Even with perfect file selection, Claude 2 only hits 4.8%. GPT-4 actually drops relative to Claude 2 here — suggesting it's particularly bad at using long contexts.

### Oracle-Collapsed (Tightest Context)

Only show lines ±15 from the actual edit:

| Model | % Resolved |
| --- | --- |
| Claude 3 Opus | 9.39 |
| Claude 2 | 5.93 |
| GPT-4 | 3.40 |
| ChatGPT-3.5 | 1.09 |

Performance nearly doubles when you remove all the surrounding code noise. **The retrieval/localization problem is the #1 bottleneck**, not raw code editing ability.

### Key Analysis Findings

**1\. Context length kills performance.** As total input tokens increase, resolution rate drops sharply. Models drown in irrelevant code.

**2\. Shorter edits are easier for models.** Model patches average 17–30 total lines vs. gold patches at 39–74 lines. Models under-generate — they find the right location but don't make comprehensive enough changes.

**3\. Models generate "No-Op" patches most often.** Breakdown of applied patches:

| Outcome | Claude 2 | ChatGPT-3.5 | SWE-Llama 13b |
| --- | --- | --- | --- |
| Resolved | 110 | 12 | 91 |
| Breaking Resolved | 26 | 2 | 10 |
| Partially Resolved | 15 | 4 | 10 |
| Work in Progress | 20 | 2 | 16 |
| **No-Op** | **471** | **174** | **672** |
| Regression | 436 | 90 | 397 |

Most patches either do nothing at all or actively break existing behavior. Genuinely partial solutions are rare.

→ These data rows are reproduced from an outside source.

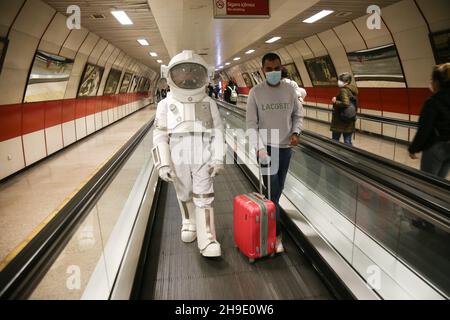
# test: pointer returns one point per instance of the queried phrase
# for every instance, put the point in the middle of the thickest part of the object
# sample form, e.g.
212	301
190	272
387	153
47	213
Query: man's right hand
166	173
263	157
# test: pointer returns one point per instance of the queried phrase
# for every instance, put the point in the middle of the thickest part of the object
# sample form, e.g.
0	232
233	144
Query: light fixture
122	17
318	16
272	40
143	42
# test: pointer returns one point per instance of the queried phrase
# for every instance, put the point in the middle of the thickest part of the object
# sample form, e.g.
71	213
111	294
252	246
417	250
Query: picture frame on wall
440	42
90	80
125	82
48	78
293	73
257	77
377	67
3	48
112	82
247	80
322	72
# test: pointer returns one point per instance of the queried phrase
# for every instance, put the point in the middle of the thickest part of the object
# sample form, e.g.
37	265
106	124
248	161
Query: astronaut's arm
161	151
218	141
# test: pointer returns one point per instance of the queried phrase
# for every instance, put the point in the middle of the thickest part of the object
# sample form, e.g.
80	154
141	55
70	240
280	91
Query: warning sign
241	9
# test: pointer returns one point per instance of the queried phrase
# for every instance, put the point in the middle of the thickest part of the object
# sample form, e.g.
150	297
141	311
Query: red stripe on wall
53	113
417	98
10	121
80	109
33	117
24	118
68	110
394	100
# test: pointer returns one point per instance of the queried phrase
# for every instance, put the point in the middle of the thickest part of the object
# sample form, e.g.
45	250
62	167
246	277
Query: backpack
349	113
233	96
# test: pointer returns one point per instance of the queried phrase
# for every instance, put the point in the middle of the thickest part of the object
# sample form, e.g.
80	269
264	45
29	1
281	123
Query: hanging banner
241	9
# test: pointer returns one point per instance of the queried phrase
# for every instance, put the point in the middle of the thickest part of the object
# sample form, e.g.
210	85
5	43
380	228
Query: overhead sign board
241	9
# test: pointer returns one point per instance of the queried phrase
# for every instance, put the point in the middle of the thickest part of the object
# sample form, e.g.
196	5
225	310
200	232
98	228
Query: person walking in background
216	91
433	135
210	90
347	98
273	108
301	92
230	94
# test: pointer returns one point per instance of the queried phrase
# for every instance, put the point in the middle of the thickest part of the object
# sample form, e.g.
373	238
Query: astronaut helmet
187	74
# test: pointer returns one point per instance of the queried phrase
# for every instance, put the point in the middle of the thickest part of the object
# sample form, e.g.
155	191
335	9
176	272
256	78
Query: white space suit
189	146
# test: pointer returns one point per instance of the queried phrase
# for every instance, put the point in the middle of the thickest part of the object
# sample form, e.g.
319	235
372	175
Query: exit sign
241	9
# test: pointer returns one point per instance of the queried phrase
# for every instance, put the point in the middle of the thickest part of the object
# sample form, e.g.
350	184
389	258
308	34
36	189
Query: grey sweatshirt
275	109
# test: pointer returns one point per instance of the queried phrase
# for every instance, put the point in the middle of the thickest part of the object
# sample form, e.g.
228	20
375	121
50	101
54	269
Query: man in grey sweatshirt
274	123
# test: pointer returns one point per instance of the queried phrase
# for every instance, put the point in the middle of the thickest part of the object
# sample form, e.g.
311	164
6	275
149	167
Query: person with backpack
344	109
433	134
301	92
231	94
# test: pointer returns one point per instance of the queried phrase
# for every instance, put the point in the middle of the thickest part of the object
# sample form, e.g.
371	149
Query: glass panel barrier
88	265
400	255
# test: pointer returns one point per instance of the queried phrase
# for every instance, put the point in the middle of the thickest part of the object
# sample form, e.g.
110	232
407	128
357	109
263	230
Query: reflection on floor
182	273
28	198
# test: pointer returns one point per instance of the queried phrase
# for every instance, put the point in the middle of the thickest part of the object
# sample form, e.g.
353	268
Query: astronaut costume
189	147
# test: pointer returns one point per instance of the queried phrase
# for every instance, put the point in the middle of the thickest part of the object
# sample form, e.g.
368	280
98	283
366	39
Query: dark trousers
436	159
280	159
347	137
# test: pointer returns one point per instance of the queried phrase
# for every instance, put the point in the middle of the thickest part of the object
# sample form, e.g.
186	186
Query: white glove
166	173
263	156
216	168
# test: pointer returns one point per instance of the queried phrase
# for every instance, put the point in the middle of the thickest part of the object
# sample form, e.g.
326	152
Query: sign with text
241	9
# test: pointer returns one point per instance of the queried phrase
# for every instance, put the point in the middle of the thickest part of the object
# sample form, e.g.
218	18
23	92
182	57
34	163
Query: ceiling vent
97	16
343	14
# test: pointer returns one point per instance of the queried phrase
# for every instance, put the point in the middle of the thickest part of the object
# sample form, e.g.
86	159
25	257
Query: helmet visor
189	75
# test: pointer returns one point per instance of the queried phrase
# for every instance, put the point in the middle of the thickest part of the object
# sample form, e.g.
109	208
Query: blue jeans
436	159
347	137
280	160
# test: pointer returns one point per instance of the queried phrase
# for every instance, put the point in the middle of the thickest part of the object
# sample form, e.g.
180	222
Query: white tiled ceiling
173	25
122	36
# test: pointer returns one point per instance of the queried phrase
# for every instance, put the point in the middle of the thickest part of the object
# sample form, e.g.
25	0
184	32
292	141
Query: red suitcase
254	225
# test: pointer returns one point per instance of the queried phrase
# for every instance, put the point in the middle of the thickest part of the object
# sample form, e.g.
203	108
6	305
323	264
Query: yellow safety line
41	226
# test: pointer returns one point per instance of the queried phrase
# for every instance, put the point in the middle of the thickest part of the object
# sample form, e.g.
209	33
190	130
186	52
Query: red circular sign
220	4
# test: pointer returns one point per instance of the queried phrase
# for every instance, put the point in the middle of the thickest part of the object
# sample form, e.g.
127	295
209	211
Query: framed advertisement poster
247	80
90	80
48	78
256	75
112	82
377	67
125	83
321	71
293	73
440	42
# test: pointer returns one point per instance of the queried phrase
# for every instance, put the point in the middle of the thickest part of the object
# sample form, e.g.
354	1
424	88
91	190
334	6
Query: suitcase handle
259	196
261	181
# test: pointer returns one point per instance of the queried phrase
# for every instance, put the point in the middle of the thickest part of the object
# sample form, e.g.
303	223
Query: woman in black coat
433	134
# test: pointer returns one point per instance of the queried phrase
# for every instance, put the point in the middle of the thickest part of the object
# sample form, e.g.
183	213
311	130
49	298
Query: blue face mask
273	77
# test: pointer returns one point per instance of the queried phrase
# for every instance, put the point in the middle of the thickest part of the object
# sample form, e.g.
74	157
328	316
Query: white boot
279	245
206	233
188	228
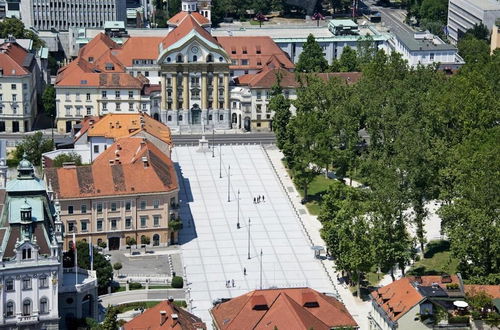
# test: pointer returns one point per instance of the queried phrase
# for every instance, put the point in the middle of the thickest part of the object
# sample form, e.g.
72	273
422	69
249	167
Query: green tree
348	60
281	108
34	146
110	320
117	266
312	58
71	157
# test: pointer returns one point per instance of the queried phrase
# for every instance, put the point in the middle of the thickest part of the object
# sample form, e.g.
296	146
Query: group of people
258	199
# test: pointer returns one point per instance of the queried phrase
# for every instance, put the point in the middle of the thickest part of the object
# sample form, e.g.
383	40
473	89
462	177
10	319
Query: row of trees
432	136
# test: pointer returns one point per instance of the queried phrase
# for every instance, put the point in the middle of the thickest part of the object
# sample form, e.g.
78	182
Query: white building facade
464	14
62	14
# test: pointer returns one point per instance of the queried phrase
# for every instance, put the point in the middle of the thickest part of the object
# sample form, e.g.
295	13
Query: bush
458	319
135	286
177	282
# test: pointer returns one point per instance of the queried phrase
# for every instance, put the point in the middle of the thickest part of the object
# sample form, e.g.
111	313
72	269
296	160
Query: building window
44	306
26	254
9	285
43	282
26	307
9	310
27	283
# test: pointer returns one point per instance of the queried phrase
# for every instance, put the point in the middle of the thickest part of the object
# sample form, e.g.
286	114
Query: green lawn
316	190
437	259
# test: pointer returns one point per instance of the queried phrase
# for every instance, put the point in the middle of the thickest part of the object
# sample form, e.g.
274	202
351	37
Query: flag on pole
91	254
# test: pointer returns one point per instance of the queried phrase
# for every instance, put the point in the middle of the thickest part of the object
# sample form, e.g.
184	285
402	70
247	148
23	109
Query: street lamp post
248	238
213	143
238	223
229	183
220	162
261	269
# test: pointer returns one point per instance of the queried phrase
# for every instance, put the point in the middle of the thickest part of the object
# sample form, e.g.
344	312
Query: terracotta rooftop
130	166
257	50
179	17
491	290
174	318
297	308
116	126
14	59
397	298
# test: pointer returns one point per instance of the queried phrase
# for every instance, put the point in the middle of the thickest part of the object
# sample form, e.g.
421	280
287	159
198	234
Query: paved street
215	251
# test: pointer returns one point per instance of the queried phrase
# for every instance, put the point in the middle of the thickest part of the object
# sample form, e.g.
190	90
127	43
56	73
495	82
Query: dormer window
26	254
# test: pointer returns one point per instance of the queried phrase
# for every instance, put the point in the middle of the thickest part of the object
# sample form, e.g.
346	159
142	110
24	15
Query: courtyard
215	250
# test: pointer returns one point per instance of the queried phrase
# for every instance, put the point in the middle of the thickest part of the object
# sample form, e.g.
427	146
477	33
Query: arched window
9	309
44	306
26	307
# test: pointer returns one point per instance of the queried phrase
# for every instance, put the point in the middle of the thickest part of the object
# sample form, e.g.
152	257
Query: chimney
163	317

**4\. No temporal leakage.** Performance is roughly equal on pre-2023 vs. post-2023 issues, confirming models aren't "cheating" from memorized repo states.

**5\. SWE-Llama degrades under BM25.** It was trained with oracle file context, so BM25's noisy context confuses it — it was trained to edit every file it sees.

**6\. Patch files > full file regeneration.** Models asked to rewrite entire files performed worse than those generating diffs. Claude 2: 2.2% (full file) vs. 4.8% (patches).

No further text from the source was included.